Hal ini pula yang kemudian membuat band-band baru menjadi lebih sulit mendapatkan penggemar setia seperti halnya musisi yang lebih senior.
Apalagi sejak memasuki era digital tahun 2005, label-label rekaman tidak sekuat dulu lagi dalam melahirkan band-band besar.
Sebab, sebagai perusahaan tentu label rekaman membutuhkan cashflow untuk menggerakan roda perusahaan sedangkan penjualan album tidak sebanyak seperti sebelumnya karena sebagian besar pendengar sudah mulai beralih ke digital, apalagi saat ini ketika era digital sudah semakin mendominasi.
Kondisi ini menyebabkan regenerasi band-band baru menjadi lebih sulit terjadi. Bila pun ada, sebagian besar regenerasi band lebih banyak bernaung di bawah label Indie atau band-band Indie. Adapun label yang masih cukup banyak menaungi band Indie adalah Nagaswara.
“Regenerasi band memang cukup banyak terjadi tetapi kebanyakan band-band Indie, paling banyak di Yogya setelah era Sheila on Seven dan Letto, sama di Bandung usai eranya Rif dan Peterpan,” ujarnya.
Meski saat ini regenerasi band-band Indie terbilang cukup banyak tetapi Bens menilai bahwa band-band tersebut agaknya sulit untuk bisa bertahan lama terutama bagi mereka yang tidak memiliki basis fans setia atau ketika formasinya mulai berubah.
"Terutama di masa pandemi ini ketika mereka tidak lagi bisa menyapa langsung penggemarnya. Hubungan emosional antara penyanyi dan fans menjadi tidak sekuat dulu lagi," tuturnya.
Selain itu, munculnya band baru juga sangat dipengaruhi oleh media sosial. Bens mencontohkan bagaiman group band Weird Genuis bisa langsung mendapatkan tempat di hati masyarakat ketika sukses dengan single berjudul Lathi.
“Namun memang tidak mudah bagi mereka untuk bisa menggapai ulang popularitas seperti single awal karena saat ini semua sudah sangat bergantung pada media sosial. Meski demikian, mereka harus terus berkarya agar tetap dikenal oleh masyarakat,” ujarnya.
Solois
Kondisi berbeda terjadi pada penyanyi Solo yang menurutnya lebih mudah diterima pasar dan proses regenerasinya terbilang lebih mudah.

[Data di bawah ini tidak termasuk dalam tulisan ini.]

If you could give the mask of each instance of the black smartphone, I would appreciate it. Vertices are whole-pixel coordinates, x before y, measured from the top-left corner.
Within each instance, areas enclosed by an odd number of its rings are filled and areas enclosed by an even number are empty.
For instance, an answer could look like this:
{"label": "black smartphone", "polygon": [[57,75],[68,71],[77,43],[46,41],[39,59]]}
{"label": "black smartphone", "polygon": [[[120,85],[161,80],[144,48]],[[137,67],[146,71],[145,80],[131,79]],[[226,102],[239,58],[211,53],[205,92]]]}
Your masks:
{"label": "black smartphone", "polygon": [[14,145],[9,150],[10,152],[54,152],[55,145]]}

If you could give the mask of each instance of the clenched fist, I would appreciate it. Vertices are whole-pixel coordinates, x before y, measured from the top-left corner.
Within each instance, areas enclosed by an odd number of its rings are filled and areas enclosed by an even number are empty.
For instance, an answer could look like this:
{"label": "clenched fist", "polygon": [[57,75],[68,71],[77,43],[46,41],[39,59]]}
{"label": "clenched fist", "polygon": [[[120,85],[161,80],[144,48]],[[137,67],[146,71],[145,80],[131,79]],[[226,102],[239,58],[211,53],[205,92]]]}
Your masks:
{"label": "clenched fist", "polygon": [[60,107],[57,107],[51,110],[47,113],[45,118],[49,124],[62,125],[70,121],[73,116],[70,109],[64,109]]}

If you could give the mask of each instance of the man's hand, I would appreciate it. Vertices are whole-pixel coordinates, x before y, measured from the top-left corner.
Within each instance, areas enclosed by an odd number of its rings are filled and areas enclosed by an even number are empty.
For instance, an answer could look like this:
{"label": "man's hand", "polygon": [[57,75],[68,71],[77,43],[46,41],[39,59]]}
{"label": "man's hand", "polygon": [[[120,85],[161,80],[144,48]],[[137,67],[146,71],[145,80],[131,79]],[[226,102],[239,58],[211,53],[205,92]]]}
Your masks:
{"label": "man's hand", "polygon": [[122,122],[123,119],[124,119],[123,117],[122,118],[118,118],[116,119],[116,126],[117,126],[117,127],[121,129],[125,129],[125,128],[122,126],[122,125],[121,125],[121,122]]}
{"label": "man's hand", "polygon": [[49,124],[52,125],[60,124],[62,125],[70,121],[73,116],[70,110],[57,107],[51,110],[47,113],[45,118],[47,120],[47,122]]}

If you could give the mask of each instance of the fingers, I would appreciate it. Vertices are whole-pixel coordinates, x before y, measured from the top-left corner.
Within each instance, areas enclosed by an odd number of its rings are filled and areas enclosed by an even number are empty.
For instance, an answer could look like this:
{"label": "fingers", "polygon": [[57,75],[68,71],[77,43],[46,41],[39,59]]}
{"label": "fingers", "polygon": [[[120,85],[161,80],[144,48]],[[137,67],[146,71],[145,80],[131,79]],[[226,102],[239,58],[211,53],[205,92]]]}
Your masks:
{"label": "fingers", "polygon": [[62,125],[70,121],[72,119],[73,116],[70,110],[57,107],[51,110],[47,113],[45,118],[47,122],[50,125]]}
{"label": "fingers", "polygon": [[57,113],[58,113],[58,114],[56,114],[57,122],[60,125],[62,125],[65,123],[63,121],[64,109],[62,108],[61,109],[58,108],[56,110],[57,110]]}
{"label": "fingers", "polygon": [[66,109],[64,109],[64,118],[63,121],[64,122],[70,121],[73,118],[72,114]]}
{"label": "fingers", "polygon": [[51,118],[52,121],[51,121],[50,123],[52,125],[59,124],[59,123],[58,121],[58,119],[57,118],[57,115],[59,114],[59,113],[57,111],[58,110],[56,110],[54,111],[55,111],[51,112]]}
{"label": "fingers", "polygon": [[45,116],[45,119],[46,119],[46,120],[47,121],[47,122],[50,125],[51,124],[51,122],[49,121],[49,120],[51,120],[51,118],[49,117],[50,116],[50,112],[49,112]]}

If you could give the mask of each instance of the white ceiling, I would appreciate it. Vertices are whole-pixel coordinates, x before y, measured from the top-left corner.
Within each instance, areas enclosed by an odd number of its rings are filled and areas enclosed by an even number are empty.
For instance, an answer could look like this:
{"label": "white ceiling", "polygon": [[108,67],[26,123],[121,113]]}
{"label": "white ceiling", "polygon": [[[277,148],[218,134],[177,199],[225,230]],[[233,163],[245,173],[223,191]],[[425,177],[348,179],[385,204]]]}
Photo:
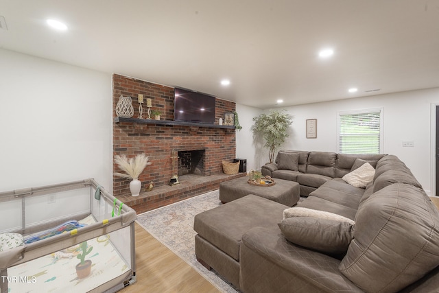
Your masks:
{"label": "white ceiling", "polygon": [[0,16],[1,48],[262,108],[439,86],[439,0],[0,0]]}

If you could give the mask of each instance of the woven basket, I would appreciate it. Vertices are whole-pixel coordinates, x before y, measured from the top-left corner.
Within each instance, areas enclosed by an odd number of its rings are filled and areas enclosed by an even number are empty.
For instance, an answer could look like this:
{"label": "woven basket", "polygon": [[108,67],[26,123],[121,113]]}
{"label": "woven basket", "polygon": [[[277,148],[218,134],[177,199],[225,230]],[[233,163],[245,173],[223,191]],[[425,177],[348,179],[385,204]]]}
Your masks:
{"label": "woven basket", "polygon": [[239,170],[239,161],[236,163],[222,161],[222,170],[228,175],[237,174]]}

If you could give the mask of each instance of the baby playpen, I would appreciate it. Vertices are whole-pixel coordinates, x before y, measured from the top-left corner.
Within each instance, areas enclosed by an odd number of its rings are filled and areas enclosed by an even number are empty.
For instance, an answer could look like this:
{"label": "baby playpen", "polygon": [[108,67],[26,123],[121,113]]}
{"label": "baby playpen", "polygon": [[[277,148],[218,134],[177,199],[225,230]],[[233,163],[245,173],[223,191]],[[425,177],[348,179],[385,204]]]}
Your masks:
{"label": "baby playpen", "polygon": [[2,192],[0,211],[1,293],[115,292],[135,281],[136,212],[95,180]]}

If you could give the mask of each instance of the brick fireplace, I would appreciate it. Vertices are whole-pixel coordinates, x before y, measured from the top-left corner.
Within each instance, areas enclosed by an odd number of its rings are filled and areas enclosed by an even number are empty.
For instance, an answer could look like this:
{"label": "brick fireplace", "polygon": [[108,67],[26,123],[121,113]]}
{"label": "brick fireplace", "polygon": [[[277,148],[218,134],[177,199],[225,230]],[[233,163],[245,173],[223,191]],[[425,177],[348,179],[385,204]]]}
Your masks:
{"label": "brick fireplace", "polygon": [[[163,189],[165,187],[167,189],[171,178],[176,174],[179,176],[188,174],[201,176],[222,174],[222,161],[231,162],[235,157],[235,130],[212,128],[202,124],[181,126],[163,124],[163,120],[174,120],[174,88],[117,74],[113,75],[113,117],[117,117],[115,109],[122,95],[132,97],[134,109],[133,118],[137,118],[139,115],[139,104],[137,102],[139,94],[143,94],[145,99],[152,99],[152,110],[161,112],[162,123],[115,122],[112,130],[113,155],[126,154],[128,157],[132,157],[144,152],[150,156],[152,165],[147,166],[139,178],[143,187],[150,181],[154,181],[154,189],[158,189],[161,187]],[[143,104],[145,108],[145,106]],[[224,119],[225,113],[235,110],[234,102],[217,98],[215,124],[217,124],[220,117]],[[174,161],[174,157],[178,157],[177,161]],[[113,172],[120,172],[115,164]],[[129,183],[128,179],[114,176],[115,196],[127,200],[132,198],[130,195]],[[182,194],[185,191],[182,191],[179,193],[178,199],[167,200],[167,203],[197,195],[193,194],[193,192],[190,189],[189,187],[187,191],[188,194],[192,194],[191,196],[185,196]],[[198,194],[202,192],[203,190],[200,190]],[[156,203],[148,206],[148,201],[155,200],[149,198],[151,194],[154,194],[141,193],[145,202],[142,204],[147,206],[143,210],[161,206]],[[167,198],[166,194],[160,196]],[[140,200],[140,198],[136,199],[137,202]]]}
{"label": "brick fireplace", "polygon": [[179,176],[195,174],[205,176],[204,156],[206,150],[180,150],[177,153]]}

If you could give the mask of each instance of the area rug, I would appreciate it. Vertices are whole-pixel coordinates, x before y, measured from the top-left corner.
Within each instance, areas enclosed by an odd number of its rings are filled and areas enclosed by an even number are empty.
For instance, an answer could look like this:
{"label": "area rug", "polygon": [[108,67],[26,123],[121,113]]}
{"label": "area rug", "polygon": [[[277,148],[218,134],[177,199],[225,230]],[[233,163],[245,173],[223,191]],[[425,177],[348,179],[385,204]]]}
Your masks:
{"label": "area rug", "polygon": [[193,217],[221,204],[219,191],[215,190],[143,213],[138,215],[137,222],[220,291],[237,293],[239,291],[215,271],[201,265],[195,255]]}

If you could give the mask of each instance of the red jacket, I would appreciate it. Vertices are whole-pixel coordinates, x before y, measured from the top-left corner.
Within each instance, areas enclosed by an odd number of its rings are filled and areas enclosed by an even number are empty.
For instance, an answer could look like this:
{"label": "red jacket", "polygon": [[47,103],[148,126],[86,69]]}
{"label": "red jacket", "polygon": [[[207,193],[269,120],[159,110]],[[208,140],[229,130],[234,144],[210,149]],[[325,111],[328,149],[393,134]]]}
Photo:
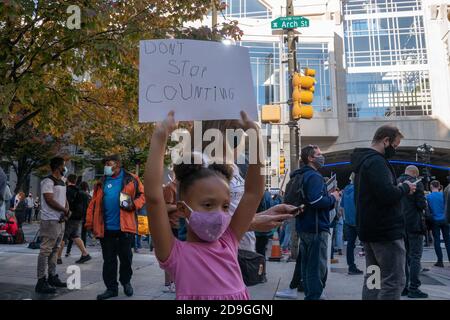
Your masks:
{"label": "red jacket", "polygon": [[[96,238],[103,238],[105,235],[105,222],[103,219],[103,183],[104,178],[94,189],[94,195],[86,213],[85,227],[92,230]],[[134,199],[136,210],[141,209],[145,204],[144,186],[139,177],[128,172],[124,172],[122,192],[127,193]],[[136,188],[137,187],[137,188]],[[119,204],[117,204],[119,205]],[[136,212],[120,209],[120,230],[123,232],[136,233]]]}

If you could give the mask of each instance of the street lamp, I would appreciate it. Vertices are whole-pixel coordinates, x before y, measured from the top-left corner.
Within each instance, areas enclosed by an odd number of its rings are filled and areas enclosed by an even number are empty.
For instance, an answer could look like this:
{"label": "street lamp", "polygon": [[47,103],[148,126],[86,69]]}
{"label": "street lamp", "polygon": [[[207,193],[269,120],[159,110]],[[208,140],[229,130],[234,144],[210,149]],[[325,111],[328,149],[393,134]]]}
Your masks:
{"label": "street lamp", "polygon": [[[417,153],[416,153],[416,161],[418,161],[418,158],[420,157],[421,161],[423,161],[424,163],[426,163],[427,165],[429,165],[431,163],[431,155],[434,152],[434,148],[427,144],[424,143],[420,146],[417,147],[416,149]],[[429,191],[429,183],[430,183],[430,167],[426,166],[423,170],[424,175],[425,175],[425,190]]]}

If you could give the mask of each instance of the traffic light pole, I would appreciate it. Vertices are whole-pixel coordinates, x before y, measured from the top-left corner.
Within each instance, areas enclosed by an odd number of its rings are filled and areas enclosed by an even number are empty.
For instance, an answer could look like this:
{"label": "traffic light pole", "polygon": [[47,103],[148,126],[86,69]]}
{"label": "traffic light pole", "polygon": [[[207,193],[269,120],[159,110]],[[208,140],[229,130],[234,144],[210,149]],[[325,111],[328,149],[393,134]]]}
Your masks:
{"label": "traffic light pole", "polygon": [[[293,16],[294,15],[294,5],[293,0],[286,0],[286,10],[287,14],[286,16]],[[288,72],[289,72],[289,139],[290,139],[290,157],[289,161],[291,163],[290,171],[293,172],[295,169],[298,168],[298,158],[299,158],[299,145],[300,145],[300,139],[298,136],[298,124],[297,121],[294,120],[292,116],[292,92],[293,86],[292,86],[292,77],[294,76],[294,73],[297,71],[297,49],[296,49],[296,40],[295,40],[295,34],[294,29],[288,29],[287,30],[287,44],[288,44]]]}
{"label": "traffic light pole", "polygon": [[[286,16],[294,15],[293,0],[286,0]],[[299,150],[300,150],[300,138],[299,127],[297,121],[294,120],[292,115],[293,100],[292,92],[294,88],[292,86],[292,77],[297,71],[297,49],[294,29],[287,30],[287,44],[288,44],[288,72],[289,72],[289,162],[290,172],[294,172],[299,167]],[[291,259],[297,259],[298,255],[298,235],[295,231],[295,220],[292,219],[291,224]]]}

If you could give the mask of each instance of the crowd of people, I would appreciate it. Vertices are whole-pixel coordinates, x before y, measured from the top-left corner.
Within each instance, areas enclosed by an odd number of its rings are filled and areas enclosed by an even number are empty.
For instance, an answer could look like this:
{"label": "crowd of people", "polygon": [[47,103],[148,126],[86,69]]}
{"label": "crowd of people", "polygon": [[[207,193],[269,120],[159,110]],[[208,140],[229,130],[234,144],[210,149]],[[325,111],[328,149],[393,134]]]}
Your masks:
{"label": "crowd of people", "polygon": [[[270,276],[265,260],[274,234],[281,235],[285,255],[297,247],[291,234],[296,232],[299,238],[289,288],[276,294],[281,298],[297,298],[297,292],[304,291],[306,300],[324,299],[328,264],[336,260],[334,254],[343,255],[344,240],[349,275],[364,273],[355,263],[358,238],[365,268],[377,266],[381,272],[378,288],[368,286],[370,273],[365,272],[363,299],[428,297],[420,290],[419,274],[429,229],[435,266],[444,267],[441,235],[450,259],[450,178],[445,190],[438,181],[427,186],[412,165],[397,178],[388,161],[403,138],[396,127],[380,127],[370,147],[354,150],[353,173],[343,190],[321,174],[326,159],[320,148],[304,147],[300,169],[279,194],[265,190],[260,161],[218,164],[216,160],[223,159],[201,152],[193,152],[194,164],[174,165],[170,182],[164,185],[165,150],[175,128],[173,113],[155,127],[143,183],[123,168],[119,155],[111,155],[104,159],[104,176],[92,193],[88,183],[67,176],[60,157],[51,160],[51,174],[42,180],[38,200],[24,193],[13,197],[8,188],[0,188],[3,203],[13,203],[9,211],[0,206],[4,233],[17,237],[39,207],[36,292],[50,294],[66,287],[56,272],[66,243],[66,257],[75,243],[81,252],[77,263],[92,259],[86,248],[86,234],[91,232],[100,240],[106,287],[97,299],[118,296],[119,283],[125,295],[132,296],[133,248],[137,251],[141,235],[145,236],[139,231],[139,216],[148,217],[150,228],[145,233],[151,233],[151,240],[147,238],[165,271],[164,291],[175,292],[177,299],[249,299],[247,285]],[[211,128],[223,133],[230,128],[259,130],[245,113],[240,121],[205,121],[203,130]],[[224,141],[223,154],[231,150],[236,160],[241,142]],[[7,211],[13,214],[6,215]],[[258,274],[251,271],[258,270],[252,268],[255,263],[262,266]]]}

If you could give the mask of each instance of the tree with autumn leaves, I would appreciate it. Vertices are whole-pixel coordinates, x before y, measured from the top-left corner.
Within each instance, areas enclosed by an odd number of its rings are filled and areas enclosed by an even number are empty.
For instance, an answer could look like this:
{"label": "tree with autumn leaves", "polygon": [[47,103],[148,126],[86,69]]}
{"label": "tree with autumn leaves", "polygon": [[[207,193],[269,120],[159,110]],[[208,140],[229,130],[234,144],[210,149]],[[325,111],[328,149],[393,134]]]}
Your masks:
{"label": "tree with autumn leaves", "polygon": [[[213,1],[224,9],[223,3]],[[130,158],[145,153],[152,126],[137,122],[139,40],[239,39],[242,32],[236,22],[213,29],[186,27],[202,20],[211,4],[211,0],[0,2],[0,159],[33,163],[34,170],[67,143],[98,156],[119,152]],[[66,25],[70,5],[80,8],[80,29]],[[33,146],[41,152],[30,152]]]}

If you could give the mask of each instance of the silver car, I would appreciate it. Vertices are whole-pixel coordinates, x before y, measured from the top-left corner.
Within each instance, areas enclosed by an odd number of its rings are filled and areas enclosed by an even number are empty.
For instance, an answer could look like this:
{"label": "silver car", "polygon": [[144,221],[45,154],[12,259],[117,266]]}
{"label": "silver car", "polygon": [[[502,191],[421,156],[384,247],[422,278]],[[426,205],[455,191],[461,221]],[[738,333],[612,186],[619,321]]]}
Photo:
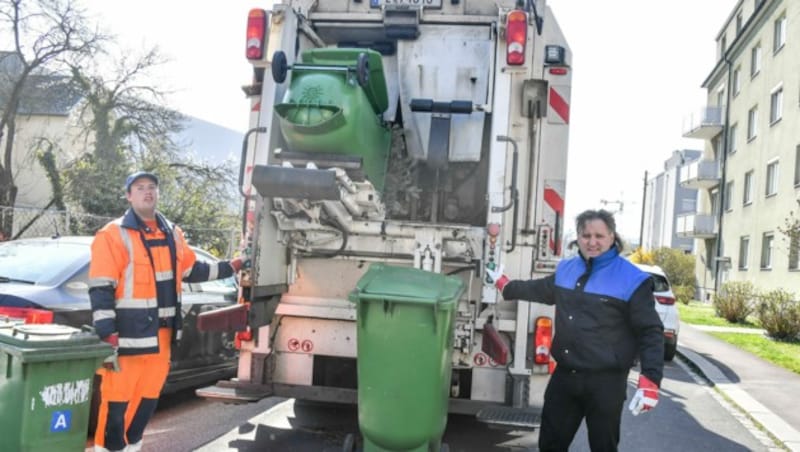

Selain itu, para penyanyi Solo ini juga memiliki ruang gerak yang lebih leluasa dan banyak didukung oleh media televisi maupun media sosial dengan banyaknya ajang pencarian bakat.
Beberapa penyanyi bahkan datang dari media sosial dan ajang pencarian bakat sebut saja Judika, Fatin Shidqia, Andmesh, Kunto Aji, Tiara, bahkan penyanyi dangdut seperti Nassar hingga Lesti Kejora.
“Penyanyi solo ini ruang geraknya lebih leluasa dan mereka juga bisa dengan mudah berkarya sendiri atau merapat dengan para hits maker,” terangnya.